Divertido e comovente. Belo e vertiginoso. Aqui ficam algumas citações escolhidas por mim.

«A minha mãe era uma senhora tão fria que parecia conservada em gelo, na atmosfera gelada da sua vida irrepreensível como dizem que se mantêm os corpos que se encontram nos glaciares.»

«[...] era mercadoria de saldo, usada, uma coisa para utilizar como alívio nas noites de bebedeira, mas não uma rapariga pela qual alguém se pudesse apaixonar.»

«Ela sentiu-se mal, mas não por ele, por si própria. Só queria que aquele momento acabasse, beber aquele cálice amargo de uma vez por todas. [...] Quase o odiou por ser tão bom, por aceitar tudo com tanta elegância, por ser, inclusive, capaz de encontrar algo agradável na forma de abordar a ruptura, por a fazer sentir, por contraste, tão má e desprezível.»

«Agora era livre. para o bom e para o mau. Para o prazer e para a culpa.»

«Adeus Gael, guarda esses lábios para o caso de eu voltar no próximo Verão, disse-lhe sem o dizer, mais para mim própria, porque acabava de descobrir que existe um sentimento humano mais poderoso do que a obcessão. O orgulho.»

« [...] quem ama não humilha o seu parceiro, nem o assedia, nem o faz sofrer. [...] porque ver-me sofrer o fazia sentir seguro e superior ou, pelo menos, mais forte.»

«Tinha criado um fantasma. A minha relação estava morta mas não enterrada, porque me empenhara em maquilhá-la e em tentar dar um aspecto de vida ao cadáver, como o empregado da agência funerária que enfeita um morto para que os seus entes queridos possam conservar, até ao último momento, a ilusão de que o defunto não partiu de todo. E, de imediato, todo o futuro se apresentou, perante os meus olhos, como um baralho de cartas de tarot espalhadas sobre uma mesa e, percorrendo o seu interminável vazio, deparou-se-me a mulher consumida que iria viver nele, a pessoa azeda em que já me estava a transformar, a que iria morrer em vida porque não encontrava forças para deixar o homem que a ia envenenando lentamente.»

«Existia um contraste enorme entre aquele exterior festivo, transbordante de danças e música e movimentos e risos, e o que ela sentia, uma estranha modorra que a paralisava, um sono que não dormia, que se pousava nas pálpebras sem as fechar, um estar ali sem estar.»

«De qualquer modo pouca importância tinha o que se falava, se o que verdadeiramente conta é o que se cala. Vemos o que há a partir do que não há.»

« [...] no amor, e no Jazz, o prazer depende da surpresa, do inesperado, do improviso. O momento sublime de um concerto ou de uma relação é precisamente esse em que tudo se desmorona, em que o prevísivel se torna imprevisível, e é então que se realizam as harmonias e os actos que, segundos antes, eram inimagináveis.»

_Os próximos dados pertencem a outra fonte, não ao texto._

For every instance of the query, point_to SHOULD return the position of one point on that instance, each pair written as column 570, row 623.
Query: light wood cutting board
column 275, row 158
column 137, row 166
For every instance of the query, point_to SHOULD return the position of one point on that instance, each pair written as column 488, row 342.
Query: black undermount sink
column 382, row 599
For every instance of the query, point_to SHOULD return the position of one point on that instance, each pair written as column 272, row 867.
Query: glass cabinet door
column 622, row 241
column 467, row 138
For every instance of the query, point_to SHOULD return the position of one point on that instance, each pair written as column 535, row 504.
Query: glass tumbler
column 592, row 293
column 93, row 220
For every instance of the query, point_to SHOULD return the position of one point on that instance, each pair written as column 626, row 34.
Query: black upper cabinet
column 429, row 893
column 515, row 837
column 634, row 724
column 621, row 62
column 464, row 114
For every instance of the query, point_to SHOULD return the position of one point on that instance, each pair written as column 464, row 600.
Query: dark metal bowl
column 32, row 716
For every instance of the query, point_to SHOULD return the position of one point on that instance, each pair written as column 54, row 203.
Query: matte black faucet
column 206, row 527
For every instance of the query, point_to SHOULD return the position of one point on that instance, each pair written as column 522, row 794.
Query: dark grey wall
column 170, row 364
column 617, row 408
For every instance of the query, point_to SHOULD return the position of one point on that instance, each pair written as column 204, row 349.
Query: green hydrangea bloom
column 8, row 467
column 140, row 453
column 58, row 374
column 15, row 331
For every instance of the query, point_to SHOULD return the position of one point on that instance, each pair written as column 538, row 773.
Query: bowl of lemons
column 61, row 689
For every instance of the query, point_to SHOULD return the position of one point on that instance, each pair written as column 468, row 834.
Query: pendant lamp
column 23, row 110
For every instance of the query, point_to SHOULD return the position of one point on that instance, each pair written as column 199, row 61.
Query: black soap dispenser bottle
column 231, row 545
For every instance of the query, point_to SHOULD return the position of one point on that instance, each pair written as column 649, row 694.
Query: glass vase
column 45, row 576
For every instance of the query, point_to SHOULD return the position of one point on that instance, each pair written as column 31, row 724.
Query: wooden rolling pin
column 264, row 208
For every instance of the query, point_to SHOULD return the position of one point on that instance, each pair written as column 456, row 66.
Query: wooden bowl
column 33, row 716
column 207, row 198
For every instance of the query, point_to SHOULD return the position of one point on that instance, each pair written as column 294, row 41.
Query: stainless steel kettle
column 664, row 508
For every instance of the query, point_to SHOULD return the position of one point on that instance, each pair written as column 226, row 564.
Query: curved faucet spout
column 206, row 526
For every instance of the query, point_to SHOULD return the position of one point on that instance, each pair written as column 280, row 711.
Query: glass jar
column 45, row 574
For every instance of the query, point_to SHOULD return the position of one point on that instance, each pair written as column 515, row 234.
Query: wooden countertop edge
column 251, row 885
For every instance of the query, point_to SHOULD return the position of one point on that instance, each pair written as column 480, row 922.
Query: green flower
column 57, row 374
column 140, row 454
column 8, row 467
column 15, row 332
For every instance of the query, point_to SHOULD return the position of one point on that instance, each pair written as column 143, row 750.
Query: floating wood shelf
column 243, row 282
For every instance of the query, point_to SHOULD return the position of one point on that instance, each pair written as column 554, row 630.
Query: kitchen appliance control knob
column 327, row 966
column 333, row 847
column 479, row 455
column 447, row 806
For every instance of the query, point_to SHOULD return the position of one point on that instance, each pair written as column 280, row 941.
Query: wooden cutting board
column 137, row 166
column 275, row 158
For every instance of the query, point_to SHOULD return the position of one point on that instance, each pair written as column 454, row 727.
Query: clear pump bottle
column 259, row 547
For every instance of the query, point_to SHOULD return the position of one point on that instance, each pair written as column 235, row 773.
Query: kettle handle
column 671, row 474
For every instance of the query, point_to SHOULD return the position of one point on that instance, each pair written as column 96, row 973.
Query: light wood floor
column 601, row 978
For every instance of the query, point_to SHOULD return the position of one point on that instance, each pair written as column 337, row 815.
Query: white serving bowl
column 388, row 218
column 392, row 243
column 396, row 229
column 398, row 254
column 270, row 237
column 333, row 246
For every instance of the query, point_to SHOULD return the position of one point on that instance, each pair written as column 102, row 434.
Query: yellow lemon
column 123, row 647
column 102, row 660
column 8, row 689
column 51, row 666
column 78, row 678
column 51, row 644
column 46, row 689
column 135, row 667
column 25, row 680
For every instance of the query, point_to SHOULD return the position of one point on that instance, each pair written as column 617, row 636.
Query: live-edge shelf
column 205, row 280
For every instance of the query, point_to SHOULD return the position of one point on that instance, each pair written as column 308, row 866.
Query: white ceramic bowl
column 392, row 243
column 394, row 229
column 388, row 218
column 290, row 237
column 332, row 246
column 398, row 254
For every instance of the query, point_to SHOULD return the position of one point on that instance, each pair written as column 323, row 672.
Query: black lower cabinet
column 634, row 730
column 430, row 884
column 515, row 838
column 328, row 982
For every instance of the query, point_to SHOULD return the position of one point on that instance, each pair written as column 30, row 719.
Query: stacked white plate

« [...] paixões consumadas, paixões consumidas [...]

« [...] sai-me pela frente uma casa asquerosa, com tanta merda, digo-te, que nem com uma pá a apanhavas.» Não resisti a citar isto. Obviamente não pela sua qualidade literária mas porque foi um momento de leitura tão insólito que comecei a rir sozinha, compulsivamente no meio do autocarro, para espanto dos outros ocupantes, a chorar de rir de tão cómica se me assomou a imagem

«Mas não me suicidei. Não tinha coragem para o fazer, e para morrer não basta desejá-lo. Tu queres morrer mas o teu corpo empenha-se em ir em frente.»

«Por isso prefiro morrer por uma coisa justa, sobretudo num mundo onde imperam a sem-razão, a injustiça, a lei do mais forte. Um mundo que se erge sobre sangue, governado pelos néscios e pelos cruéis com engano sobre engano, um mundo que a desolação agita de ódio em ódio, um mundo que adora a riqueza e destrói os que cantam, um mundo em que há vidas de primeira e de segunda categoria, um mundo em que uma vida pode valer menos que um barril de petróleo. Palestinianos, iraquianos, saúris: todos sacrificados à mesma paixão, a paixão do Ocidente pelo ouro negro.»